İçleri yanıyor, kalpleri yanıyor, gözleri ağlıyordu.
Hazret-i
Osman'ın dili tutulmuş, konuşamıyordu. Hazret-i Ali bir duvarın
dibine çökmüş ve başını iki elinin arasına almış ağlıyordu. Şuurunu
kaybeden Hazret-i Ömer kılıcını çekmiş, sağa sola koşuyor ve "Hazret-i
Muhammed öldü diyenin başını keserim" diyordu.
Dışarıda
tam bir kaos ve kargaşa vardı ve kimse ne yapacağını bilemiyordu.
Evine
kadar girmiş olan Hazret-i Ebû Bekir, acı haberi almış, ağlayarak
geliyordu. Doğruca Peygamberimizin evine gitti.
Sevgili
Peygamberimizin üzerindeki örtüyü kaldırıp mübarek yüzüne baktı,
alnından öptü ve "Anam, babam,
canım sana feda olsun" diye ağlamaya başladı.
Hür
erkeklerden ilk iman eden kendisi idi.

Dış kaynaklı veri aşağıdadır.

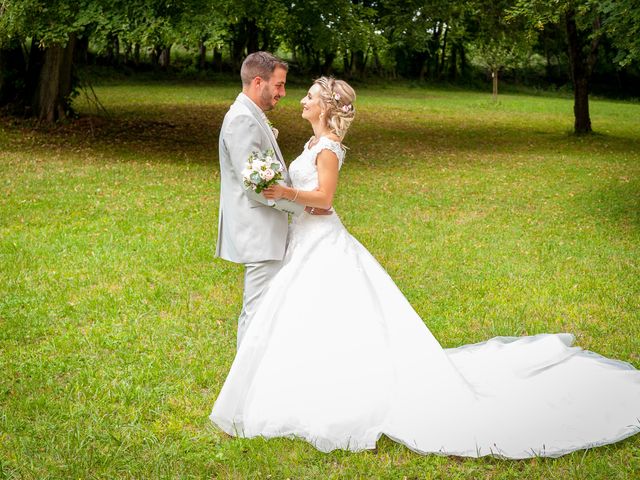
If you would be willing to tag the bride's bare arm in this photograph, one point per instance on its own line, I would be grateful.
(322, 197)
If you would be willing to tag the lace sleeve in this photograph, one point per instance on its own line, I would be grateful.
(335, 147)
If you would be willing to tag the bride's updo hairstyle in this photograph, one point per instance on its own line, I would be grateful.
(337, 98)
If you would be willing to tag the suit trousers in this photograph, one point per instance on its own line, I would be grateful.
(256, 278)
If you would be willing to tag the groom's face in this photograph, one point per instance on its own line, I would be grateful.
(273, 89)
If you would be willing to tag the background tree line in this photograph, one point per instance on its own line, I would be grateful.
(43, 42)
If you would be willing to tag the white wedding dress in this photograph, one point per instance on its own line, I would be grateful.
(336, 355)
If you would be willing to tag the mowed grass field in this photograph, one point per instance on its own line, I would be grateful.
(117, 325)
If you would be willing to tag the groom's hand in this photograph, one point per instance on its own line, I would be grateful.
(318, 211)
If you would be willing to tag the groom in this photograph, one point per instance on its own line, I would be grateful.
(251, 229)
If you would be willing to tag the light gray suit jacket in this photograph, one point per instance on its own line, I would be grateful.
(249, 228)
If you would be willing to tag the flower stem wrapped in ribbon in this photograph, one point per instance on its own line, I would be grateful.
(262, 171)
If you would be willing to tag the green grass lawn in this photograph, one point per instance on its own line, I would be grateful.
(117, 325)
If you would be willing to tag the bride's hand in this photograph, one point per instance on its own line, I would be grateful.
(274, 192)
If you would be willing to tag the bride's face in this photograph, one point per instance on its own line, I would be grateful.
(312, 104)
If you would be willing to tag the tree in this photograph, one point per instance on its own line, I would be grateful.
(581, 20)
(42, 82)
(621, 23)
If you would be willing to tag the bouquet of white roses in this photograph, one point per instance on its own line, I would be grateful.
(262, 171)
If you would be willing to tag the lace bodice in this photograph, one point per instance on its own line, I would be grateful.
(303, 170)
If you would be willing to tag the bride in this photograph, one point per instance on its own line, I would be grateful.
(337, 356)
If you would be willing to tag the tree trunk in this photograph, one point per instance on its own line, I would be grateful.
(453, 60)
(217, 58)
(136, 54)
(81, 51)
(13, 69)
(202, 57)
(443, 57)
(581, 68)
(494, 76)
(252, 36)
(51, 100)
(327, 65)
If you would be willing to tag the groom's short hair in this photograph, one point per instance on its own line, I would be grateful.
(260, 64)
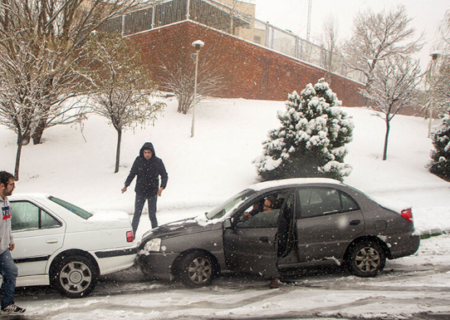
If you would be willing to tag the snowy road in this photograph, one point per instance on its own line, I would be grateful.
(416, 287)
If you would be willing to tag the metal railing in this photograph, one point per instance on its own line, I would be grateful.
(232, 21)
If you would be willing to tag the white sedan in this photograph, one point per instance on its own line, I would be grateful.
(60, 244)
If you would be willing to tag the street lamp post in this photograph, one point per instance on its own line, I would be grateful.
(198, 45)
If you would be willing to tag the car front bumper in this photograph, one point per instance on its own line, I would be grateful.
(157, 265)
(111, 261)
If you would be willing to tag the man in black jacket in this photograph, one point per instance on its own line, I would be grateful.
(148, 168)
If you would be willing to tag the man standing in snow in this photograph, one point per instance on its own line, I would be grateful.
(148, 168)
(8, 268)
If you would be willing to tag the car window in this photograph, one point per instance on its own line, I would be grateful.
(321, 201)
(263, 212)
(348, 204)
(72, 208)
(229, 205)
(27, 216)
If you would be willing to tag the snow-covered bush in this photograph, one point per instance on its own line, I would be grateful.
(440, 164)
(311, 140)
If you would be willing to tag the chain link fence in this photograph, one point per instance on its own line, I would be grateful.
(237, 19)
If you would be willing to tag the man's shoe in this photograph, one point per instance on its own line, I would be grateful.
(13, 309)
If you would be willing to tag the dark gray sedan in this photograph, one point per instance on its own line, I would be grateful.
(277, 228)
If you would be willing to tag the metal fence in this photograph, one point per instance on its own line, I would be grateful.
(230, 20)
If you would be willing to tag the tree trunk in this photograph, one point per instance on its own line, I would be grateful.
(39, 131)
(119, 140)
(388, 127)
(18, 154)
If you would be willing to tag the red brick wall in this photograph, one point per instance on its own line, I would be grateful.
(249, 71)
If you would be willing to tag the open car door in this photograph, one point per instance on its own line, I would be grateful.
(251, 243)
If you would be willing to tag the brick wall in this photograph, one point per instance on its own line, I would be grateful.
(249, 71)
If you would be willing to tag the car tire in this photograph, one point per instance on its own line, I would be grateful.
(74, 276)
(196, 270)
(366, 259)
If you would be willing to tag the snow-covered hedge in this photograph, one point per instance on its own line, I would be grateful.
(311, 139)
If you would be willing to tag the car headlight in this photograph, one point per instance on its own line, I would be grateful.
(153, 245)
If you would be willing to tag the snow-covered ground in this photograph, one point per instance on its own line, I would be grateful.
(77, 165)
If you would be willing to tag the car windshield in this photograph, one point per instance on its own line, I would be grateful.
(229, 205)
(72, 208)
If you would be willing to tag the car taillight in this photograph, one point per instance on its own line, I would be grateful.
(130, 236)
(407, 214)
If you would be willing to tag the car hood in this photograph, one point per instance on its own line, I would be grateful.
(176, 228)
(109, 220)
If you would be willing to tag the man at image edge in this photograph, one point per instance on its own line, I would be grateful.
(8, 268)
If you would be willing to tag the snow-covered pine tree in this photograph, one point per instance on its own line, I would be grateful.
(311, 140)
(440, 164)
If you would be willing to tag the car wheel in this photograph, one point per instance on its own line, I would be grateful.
(74, 276)
(196, 270)
(366, 259)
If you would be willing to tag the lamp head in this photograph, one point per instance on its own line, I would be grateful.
(434, 55)
(198, 45)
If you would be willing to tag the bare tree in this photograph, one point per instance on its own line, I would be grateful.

Sevgili Peygamberimizin
yanından hiç ayrılmamıştı ama, doyamamıştı. Şimdi de ağlamaya
doyamıyordu ve içi yanıyordu.
Ancak
bir şeyler yapması lâzımdı. Ümmet yetim kalmıştı ve dışarıda korkunç
bir kaos ve kargaşa vardı.
Güçlükle
ayağa kalkıp, Mescid'e gitti ve etrafına toplananlara; "İyi bilin ki, Hazret-i Muhammed ölmüştür.
Ama O'nun Rabbi olan Allah Hayyün Layemut'tur" dedi ve
sonra, "Muhammed ancak resuldür." (Âl-i İmrân, 144)âyetini okudu.
Hazret-i Ömer, bu âyeti ilk defa duyuyormuş gibi
kendine geldi, sevgili Peygamberimizin ölümüne inandı ve bulunduğu
yere yığılıp kaldı.
Sahabeler için hayat, artık anlamsız ve hatta gereksizdi.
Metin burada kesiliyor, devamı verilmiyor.